Subject: Fauci's testimony and interviews, and the med
From an interview, he said:
I've testified literally hundreds of times over the last forty years in front of Congress and there's always been differences of opinions, differences of ideology, criticisms and things like that. But the level of vitriol that we see now just in the country in general, but just played out during this hearing, was really quite unfortunate, because the purpose of hearings is to try to figure out how we can do better, so that we can, next time, if and when we are faced with a pandemic, we'd be better prepared, and we could benefit if mistakes were made, we could identify them, and we try to correct them for the future.

Uh, huh. This from a guy who arrogantly proclaimed himself "the science" and refused to admit he got anything wrong. He testimony this week was a limp attempt to have it both ways with the "Well, at the beginning we had to do SOMETHING..." nonsense.

Well, yes. You had to do *something*, and that was to act rationally and look at the data you had. But he didn't. He kept his made up restrictions in place for YEARS and followed up the made up masking and distance standards with attacks on anybody who questioned what he was doing. To top it all off if somebody dared bring up the lab leak theory they were labeled a Conspiracy Nut by the media.

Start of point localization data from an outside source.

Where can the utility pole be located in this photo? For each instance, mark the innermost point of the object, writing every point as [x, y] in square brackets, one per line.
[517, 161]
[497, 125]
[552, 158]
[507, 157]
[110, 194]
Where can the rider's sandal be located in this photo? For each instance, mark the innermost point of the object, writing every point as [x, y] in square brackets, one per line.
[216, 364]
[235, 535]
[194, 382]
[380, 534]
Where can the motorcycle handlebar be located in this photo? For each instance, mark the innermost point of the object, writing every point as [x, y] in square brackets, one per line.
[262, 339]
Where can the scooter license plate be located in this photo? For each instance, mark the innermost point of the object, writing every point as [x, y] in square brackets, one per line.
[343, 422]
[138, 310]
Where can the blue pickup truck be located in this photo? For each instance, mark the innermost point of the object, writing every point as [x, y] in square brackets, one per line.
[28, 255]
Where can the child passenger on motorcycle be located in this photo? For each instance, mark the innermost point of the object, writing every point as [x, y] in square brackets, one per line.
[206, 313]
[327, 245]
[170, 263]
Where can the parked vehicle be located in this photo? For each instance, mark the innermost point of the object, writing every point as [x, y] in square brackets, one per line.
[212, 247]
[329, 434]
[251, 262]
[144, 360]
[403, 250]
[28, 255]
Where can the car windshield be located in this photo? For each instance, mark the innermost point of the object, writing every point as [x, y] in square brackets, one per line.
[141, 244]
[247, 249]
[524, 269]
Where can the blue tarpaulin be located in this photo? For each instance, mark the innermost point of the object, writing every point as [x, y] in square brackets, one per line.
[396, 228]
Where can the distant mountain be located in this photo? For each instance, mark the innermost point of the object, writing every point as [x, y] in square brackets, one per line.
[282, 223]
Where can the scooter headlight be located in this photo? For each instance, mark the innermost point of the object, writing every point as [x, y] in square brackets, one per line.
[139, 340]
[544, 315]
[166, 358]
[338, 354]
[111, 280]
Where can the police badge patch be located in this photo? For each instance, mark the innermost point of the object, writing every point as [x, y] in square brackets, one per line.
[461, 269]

https://reason.com/2024/01/10/...
One can debate the extent of Fauci's wrongdoing here—but it's the mainstream media that really dropped the ball in terms of lab leak discourse. The Washington Post was an early offender, accusing Sen. Tom Cotton (R–Ark.) of "repeating a coronavirus theory that was already debunked." The article explicitly applied the phrase "conspiracy theory" to the lab leak idea; The New York Times did the same, noting that the lab leak had been "dismissed by scientists." In fact, The Times' lead coronavirus reporter, Apoorva Mandavilli, went a step further, calling lab leak a racist theory.

The media dutifully carried the water and attacked anybody who stepped out of line.

ollowing this flawed consensus, social media sites—including Facebook—brutally suppressed any and all discussion of the lab leak theory on their platforms. As recently as August 2023, The Journal of the American Medical Association was still counting lab leak discourse online as evidence of the unstoppable spread of misinformation online. And the Global Disinformation Index—a British non-profit that received funding from the State Department, and tarred Reason as an unsafe news website—warned that blaming the pandemic on a lab leak could lead to racist attacks on Asian people.

Bureaucrats like Fauci and Birx, aided and abetted by the tech industry and the Disinformation Industrial Complex managed to destroy the public's confidence in the nation's public health sector. It's going to take years to rebuild.